HaberVs muhabiri İrem Salman‘ın mikrofon uzattığı Büyükadalıların, adanın tek ulaşım aracı faytonlar hakkındaki görüşleri ise şöyle:
“Faytoncuyu uyarınca dayak yiyecektim”
İsmini vermek istemeyen, 30 yılı aşkındır Büyükada’da işletmecilik yapan bir restoran sahibi Adalar’da faytonun turistik bir sembol olduğunu ancak atların ulaşım aracında kullanımının bu şekilde kabul edilemez olduğunu dile getiriyor. İşletme sahibi, restoranda yemek yerken kokudan rahatsız olan müşterilerin bazen kalkıp gittiğini söylüyor. İşletme sahibine göre sorun bu hallere gelmeden çözülmeliydi ancak faytoncular ve belediye hiçbir zaman üzerine düşen görevleri yapmadılar.
“Faytoncular şu an işimizden mi olacağız diye bahaneler bularak, faytonların kalkmamasını istiyorlar, büyük tepkiler gösteriyorlar. Bizler bile bir şey söylemeye, uyarmaya korkar olduk. Geçenlerde bir faytoncunun atlara kötü davrandığını gördüğümde uyarmak istedim, neredeyse dayak yiyecektim. Zaten bu yüzden ismimi de vermek istemiyorum. İşletmeme bile saldırabilirler. Bu sorunlar büyümeden faytoncular atlara gerekli bakımları yaptırmalıydı, atların sağlığına iyi bakmaları gerekiyordu. Siz atlara bu şekilde davranırsanız hayvanseverler tabiki tepki gösterir”

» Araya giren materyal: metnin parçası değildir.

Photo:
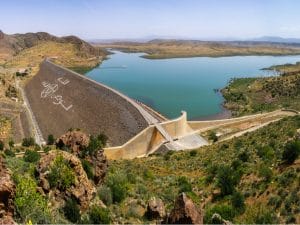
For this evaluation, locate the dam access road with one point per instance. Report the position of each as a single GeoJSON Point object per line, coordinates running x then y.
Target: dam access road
{"type": "Point", "coordinates": [59, 99]}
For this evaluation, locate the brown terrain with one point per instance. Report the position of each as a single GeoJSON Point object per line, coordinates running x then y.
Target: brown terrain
{"type": "Point", "coordinates": [162, 49]}
{"type": "Point", "coordinates": [83, 104]}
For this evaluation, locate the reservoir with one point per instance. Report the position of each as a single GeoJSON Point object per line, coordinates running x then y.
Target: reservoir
{"type": "Point", "coordinates": [172, 85]}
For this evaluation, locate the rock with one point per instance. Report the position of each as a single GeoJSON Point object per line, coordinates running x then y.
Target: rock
{"type": "Point", "coordinates": [185, 212]}
{"type": "Point", "coordinates": [7, 193]}
{"type": "Point", "coordinates": [73, 140]}
{"type": "Point", "coordinates": [82, 191]}
{"type": "Point", "coordinates": [155, 209]}
{"type": "Point", "coordinates": [100, 164]}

24 yıldır Büyükada’da ikamet eden Emir İlker, faytonların durumuna üzüldüğünü ve gerekli çalışmaların hiçbir zaman düzenli olarak yapılmadığını belirtiyor. İlker’e göre faytonlar tamamen kalkmalı ya da yeterli veteriner ekipleri eşliğinde düzenli olarak kontroller yapılmalı. “Bu olanlara hiç şaşırmadım çünkü faytonlara yeterince bakılmadığı belliydi. Gerekli kontrollerin yapılmadığını ve veteriner hekimlerin sayısının yetersiz olduğunu belediyeye her fırsatta belirttik. Benim gözlemlerime göre Ada’daki at sayısı her geçen gün artıyor, verilen rakamların doğruluğundan şüphe duyuyorum. Yaz aylarında hiç acımadan uzun saatlerce çalıştırılan atlara, kötü muamele uygulayan faytonculara pek çok kez şahit oldum ama konuyla ilgili elimiz kolumuz bağlı”

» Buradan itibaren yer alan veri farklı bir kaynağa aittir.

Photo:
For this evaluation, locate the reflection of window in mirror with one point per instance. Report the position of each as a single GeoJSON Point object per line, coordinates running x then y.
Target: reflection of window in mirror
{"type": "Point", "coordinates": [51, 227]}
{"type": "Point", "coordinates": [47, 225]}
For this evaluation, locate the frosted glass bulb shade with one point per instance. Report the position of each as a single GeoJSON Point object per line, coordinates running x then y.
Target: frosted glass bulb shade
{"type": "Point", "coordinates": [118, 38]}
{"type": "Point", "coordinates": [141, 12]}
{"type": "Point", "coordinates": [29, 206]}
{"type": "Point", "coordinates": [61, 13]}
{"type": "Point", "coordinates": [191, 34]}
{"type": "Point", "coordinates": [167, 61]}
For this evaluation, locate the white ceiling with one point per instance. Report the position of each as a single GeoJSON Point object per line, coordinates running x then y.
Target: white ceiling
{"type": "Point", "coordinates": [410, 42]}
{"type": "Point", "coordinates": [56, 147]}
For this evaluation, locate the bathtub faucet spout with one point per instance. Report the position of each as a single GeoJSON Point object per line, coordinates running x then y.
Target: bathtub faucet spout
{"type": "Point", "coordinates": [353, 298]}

Bir diğer ada sakini Merve Heyfegil de durumun her geçen gün kötüye gittiğini düşünüyor. Atlara iyi bakılmadığını savunan Heyfegil, atlar sebebiyle Ada’daki hijyenin de yeterli olarak sağlanamadığını belirtiyor. “Konuyla ilgili sürekli ileri tarihler söylenerek sonuca ulaşacağı konuşuluyor ancak hiçbir zaman bir sonuca varılmadı. Bu çok uzun süredir var olan bir problem. Verilen sözlerin yerine getirilmesini bekliyoruz. Yaz aylarında atların dışkı kokularında da artış oluyor, turistler, yerel halk ve işletmeler de bu kokudan şikayetçi ancak biz hayvanseverler için en önemlisi atların sağlığı. Atlar bu koşullarda kullanılmaya devam edilmemeli”
Hayvanları ne zaman ciddiye alacağız acaba?